Gestures Enable Recognition Of Emotions Not Observed During Training On Training Data!

Zero Shot 23/08/2022

3 main points
✔️ Proposed SC-AAE, a new Zero-Shot Framework based on adversarial autoencoder
✔️ Proposed FS-GER, an algorithm for extracting feature vectors of 3D motion-captured gestures
✔️ 25-27% performance improvement compared to existing methods

Learning Unseen Emotions from Gestures via Semantically-Conditioned Zero-Shot Perception with Adversarial Autoencoders
written by Abhishek Banerjee, Uttaran Bhattacharya, Aniket Bera
(Submitted on 18 Sep 2020 (v1), last revised 2 Dec 2021 (this version, v2))
Comments: AAAI 2020
Subjects: Computer Vision and Pattern Recognition (cs.CV)

code：

The images used in this article are from the paper, the introductory slides, or were created based on them.

first of all

The research field of emotion recognition by AI is integral to various domains such as robotics and affective computing, and various methods have been proposed to recognize the emotions of individuals using facial expressions and gestures in speech. Various methods have been proposed to recognize the emotions of individuals using facial expressions and gestures in speech.

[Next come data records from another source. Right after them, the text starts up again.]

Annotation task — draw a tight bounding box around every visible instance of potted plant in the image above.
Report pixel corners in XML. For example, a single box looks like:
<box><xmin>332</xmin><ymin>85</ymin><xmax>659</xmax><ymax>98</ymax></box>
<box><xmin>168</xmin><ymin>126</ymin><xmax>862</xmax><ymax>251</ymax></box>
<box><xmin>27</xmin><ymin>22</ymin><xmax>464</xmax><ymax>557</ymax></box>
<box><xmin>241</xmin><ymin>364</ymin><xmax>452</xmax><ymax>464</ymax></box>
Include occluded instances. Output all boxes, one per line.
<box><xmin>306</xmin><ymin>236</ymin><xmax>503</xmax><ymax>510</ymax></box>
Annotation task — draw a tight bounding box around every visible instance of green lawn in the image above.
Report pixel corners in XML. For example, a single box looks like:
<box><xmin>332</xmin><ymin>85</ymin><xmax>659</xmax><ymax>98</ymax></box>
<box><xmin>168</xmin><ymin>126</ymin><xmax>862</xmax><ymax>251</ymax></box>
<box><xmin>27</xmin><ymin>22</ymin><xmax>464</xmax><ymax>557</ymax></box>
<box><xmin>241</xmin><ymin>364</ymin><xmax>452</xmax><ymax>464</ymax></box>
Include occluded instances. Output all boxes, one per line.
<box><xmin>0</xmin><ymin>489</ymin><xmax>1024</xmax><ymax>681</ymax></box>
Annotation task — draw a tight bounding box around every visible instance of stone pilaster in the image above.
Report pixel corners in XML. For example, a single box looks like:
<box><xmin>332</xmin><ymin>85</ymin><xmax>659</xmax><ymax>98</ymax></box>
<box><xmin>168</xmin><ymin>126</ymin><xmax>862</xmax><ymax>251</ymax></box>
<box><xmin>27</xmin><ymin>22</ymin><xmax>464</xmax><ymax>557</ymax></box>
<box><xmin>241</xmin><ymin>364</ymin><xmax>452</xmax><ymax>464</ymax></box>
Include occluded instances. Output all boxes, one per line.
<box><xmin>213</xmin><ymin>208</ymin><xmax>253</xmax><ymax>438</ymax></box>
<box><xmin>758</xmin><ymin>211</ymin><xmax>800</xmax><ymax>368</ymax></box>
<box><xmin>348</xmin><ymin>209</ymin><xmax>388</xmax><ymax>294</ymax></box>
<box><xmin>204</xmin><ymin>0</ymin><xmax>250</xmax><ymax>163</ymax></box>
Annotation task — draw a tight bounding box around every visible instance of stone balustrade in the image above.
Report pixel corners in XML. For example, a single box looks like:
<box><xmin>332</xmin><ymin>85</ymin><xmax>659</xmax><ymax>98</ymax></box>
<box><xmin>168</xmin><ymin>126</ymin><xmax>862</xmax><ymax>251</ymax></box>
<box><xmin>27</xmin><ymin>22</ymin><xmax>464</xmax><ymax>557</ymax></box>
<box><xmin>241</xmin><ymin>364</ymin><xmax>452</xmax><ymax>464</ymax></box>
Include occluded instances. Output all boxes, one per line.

However, one of the major challenges in these machine learning-based emotion recognition algorithms has been the huge amount of labeled datasets required to build classification algorithms on emotions.

To solve these problems, various approaches have been proposed and developed to incorporate zero-shot learningZero-shot learning has been proposed and various approaches have been developed.

In this paper, we present a new Zero-shot Framework a new zero-shot framework, SC-AAE, which significantly outperforms existing methods for emotion recognition from gestures.SC-AAE, a new zero-shot framework, significantly outperforms existing methods for emotion recognition from gestures. The paper shows that SC-AAE

SC-AAE Overview

The model outline of SC-AAE is The figure below shows the model outline of the SC-AAE.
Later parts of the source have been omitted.